Contemporary mainstream performers of black American music consider soul an archaic mode of musical expression. When a performer like Kanye West goes down well like a TV ball game and not much else, something is very wrong because African-American music has always best expressed the social and spiritual uplift of black America and can be seen as a true gauge of how a people have progressed, when once they soared.
At 64, Lee Fields commands the stage, all five and a half feet of North Carolinian rapture making him one of the last of a golden era. His authenticity may leave a modern audience - reared on musical fakery - somewhat wonderstruck, but for those of us who regard the pinnacle of achievement in black American music as a moment never to be forgotten, he's a sight for sore eyes.
"I'm in the Otis Redding, OV Wright and Wilson Pickett tradition, with a little speck of James [Brown]," he tells me. "Music like this doesn't get much publicity in the US, but we sell out gigs no matter."
When he was 17, Lee left Wilson, North Carolina and headed to New York City, leaving behind his parents and three siblings for the bright lights and big city. "I was an ambitious kid," he says with a trademark smirk.
On arrival in the Big Apple, he plunged into the creative atmosphere of 1967, and it was in the Brooklyn clubs where he cut his teeth. Before his 19th birthday he married his sweetheart and his first single, Bewildered, came out in 1969 on the Bedford label as he decamped to Plainfield, New Jersey, where he and his wife still reside.
When the 1970s arrived, Fields hit a funk stride and sang with Kool & the Gang and Sammy Gordon & the Hip-Huggers among others. But the creative quicksand of the 1980s saw him, like scores of other artists, lose his way as soul became diluted by a change in production values and the fickle taste of the public.
"Things were bad for me in the 1980s, but I didn't give up," he says. "I gained a lot less, but I had to become more creative to provide for my family. The gigs weren't coming in as I had hoped they would."
But a period as fallow as this can only be surmounted through hard work. "In '91, I cut a record called Meet Me Tonight and I've been busy ever since."
Lee was without a contract with a record company throughout the '80s until he signed with Ace Records out of Jackson, Mississippi. "Before that I leased myself out to people and cut records for them," he says of the tough times.
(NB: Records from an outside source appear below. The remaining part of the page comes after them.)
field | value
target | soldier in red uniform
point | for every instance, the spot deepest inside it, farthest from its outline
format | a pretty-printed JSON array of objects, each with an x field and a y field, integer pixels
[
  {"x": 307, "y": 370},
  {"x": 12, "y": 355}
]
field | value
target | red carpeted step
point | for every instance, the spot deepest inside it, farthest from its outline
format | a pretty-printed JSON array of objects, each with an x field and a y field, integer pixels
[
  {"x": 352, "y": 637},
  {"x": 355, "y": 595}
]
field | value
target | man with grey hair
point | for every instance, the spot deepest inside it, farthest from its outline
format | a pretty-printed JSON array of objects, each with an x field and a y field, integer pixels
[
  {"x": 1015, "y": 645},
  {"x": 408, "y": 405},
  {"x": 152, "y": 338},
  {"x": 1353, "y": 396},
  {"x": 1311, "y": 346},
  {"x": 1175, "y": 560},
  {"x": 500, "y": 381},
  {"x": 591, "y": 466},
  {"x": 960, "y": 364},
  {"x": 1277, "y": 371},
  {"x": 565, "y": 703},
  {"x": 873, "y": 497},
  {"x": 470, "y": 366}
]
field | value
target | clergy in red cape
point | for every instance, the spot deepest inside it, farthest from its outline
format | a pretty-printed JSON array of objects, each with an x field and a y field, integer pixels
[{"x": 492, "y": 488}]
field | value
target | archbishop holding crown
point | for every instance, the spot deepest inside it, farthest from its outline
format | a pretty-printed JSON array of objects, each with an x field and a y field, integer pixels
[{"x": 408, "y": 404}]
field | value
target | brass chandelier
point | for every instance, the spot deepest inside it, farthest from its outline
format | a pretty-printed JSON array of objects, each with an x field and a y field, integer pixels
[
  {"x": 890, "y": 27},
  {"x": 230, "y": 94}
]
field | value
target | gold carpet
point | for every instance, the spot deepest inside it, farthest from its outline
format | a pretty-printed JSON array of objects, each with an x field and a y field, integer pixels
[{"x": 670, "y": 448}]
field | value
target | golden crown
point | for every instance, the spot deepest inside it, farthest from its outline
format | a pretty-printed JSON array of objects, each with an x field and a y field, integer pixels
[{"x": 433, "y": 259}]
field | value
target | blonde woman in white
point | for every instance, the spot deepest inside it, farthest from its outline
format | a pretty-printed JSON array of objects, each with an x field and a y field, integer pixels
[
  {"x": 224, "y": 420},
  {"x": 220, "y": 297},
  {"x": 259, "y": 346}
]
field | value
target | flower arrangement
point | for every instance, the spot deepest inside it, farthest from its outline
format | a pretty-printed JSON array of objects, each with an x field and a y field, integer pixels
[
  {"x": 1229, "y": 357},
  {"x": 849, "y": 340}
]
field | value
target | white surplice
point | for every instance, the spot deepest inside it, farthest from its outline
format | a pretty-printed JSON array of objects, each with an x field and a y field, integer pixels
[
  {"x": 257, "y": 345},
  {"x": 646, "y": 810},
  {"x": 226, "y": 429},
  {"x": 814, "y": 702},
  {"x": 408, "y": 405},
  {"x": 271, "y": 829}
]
But what's his notion of the secret of a successful career in music? "An artist must put himself in a position where he can work, because trouble comes when he doesn't. If you ain't making no money, you can't enjoy life on any level. If an artist is just sitting around with a record in his hand, dreaming, and there ain't no money coming in, it's no good. To make music worthwhile, there has to be an agreement. One must have something to assure the artist; in other words, you've gotta have a contract."
In the early '90s, Lee was blessedly embraced by the US blues community. "I was opening up for artists like Tyrone Davis, Johnny Taylor and BB King. I played the southern clubs. I was busy, man, all the way up until now."
His long-player output comprises Let's Talk It Over (1979), Problems (2002), My World (2009) and Faithful Man (2012) and it paved the way for Emma Jean, his latest album due out on 2 June on Truth & Soul Records.
His impassioned voice, with its roots in church and drenched in a lot of proverbial chicken grease, possesses undiminished power. "I want to stay busy for as long as I can," he tells me. "I've played in Australia, Europe and South America, and they love it man. It's tiring but it's all part of the game. Even if a man were working a 9-to-5 job, if he wants to get ahead he's got to work harder. So I don't mind. It's exhilarating. This is a happy tired person you're looking at."
Historically, exemplars of blue-eyed soul are manifold - and cannot be faulted for singing the music they love - but if you can listen to the genuine article when it comes to town, why opt for second best?
"I'm making better music now because I'm concentrating on it 100%. And the key? It's to make records from here," he says, and taps his chest over his heart.